Why is CUFFT able to schedule so many warps, but the same is not possible with CUBLAS? Perhaps this means CUBLAS has to suffer more data latency, isn’t it?
Hi,
BLAS and FFT are two types of functions with very different profiles: generally speaking, BLAS level 3 and xGEMM are mainly compute bound, thanks to a careful reuse of data via tiling techniques; FFT however are mainly memory bound, which is a totally different matter.
Given that both BLAS and FFT libraries are crucially important for many applications and that their performance are scrutinised when evaluating the potential of a platform, you can be sure that their developers are spending hours of efforts to get the last possible percent of efficiency the hardware can offer.
So why on earth, with so different profiles, would you expect to see the same type of implementation choices for both?
GEMM is compute bound: just use as many threads as necessary to get the data and keep them busy computing
FFT is memory bound: spawn as many threads as possible to hide the data access latencies
This is sort of a caricature, but the idea is there. Having a lot of threads/warps scheduled is not a goal, it is just one of the many possible strategies to achieve your ultimate goal which is performance.
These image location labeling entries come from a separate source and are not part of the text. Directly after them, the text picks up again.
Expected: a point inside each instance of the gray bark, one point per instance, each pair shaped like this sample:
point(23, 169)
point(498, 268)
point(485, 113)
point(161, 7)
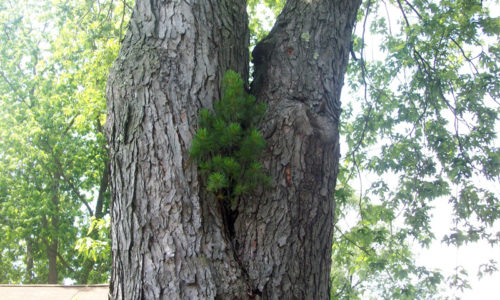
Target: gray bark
point(169, 239)
point(286, 232)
Thank you, I understand that they are very different, and cannot be compared. However, I have difficulties trying to completely picture the GPU under compute bound problems, and memory bound applications. I see that for DGEMM, the occupancy is 33% only, since it is compute bound, I thought more threads would be allocated since the number of instructions per thread is higher compared to FFTs. I might be misunderstanding something, if possible please explain or point me to some document?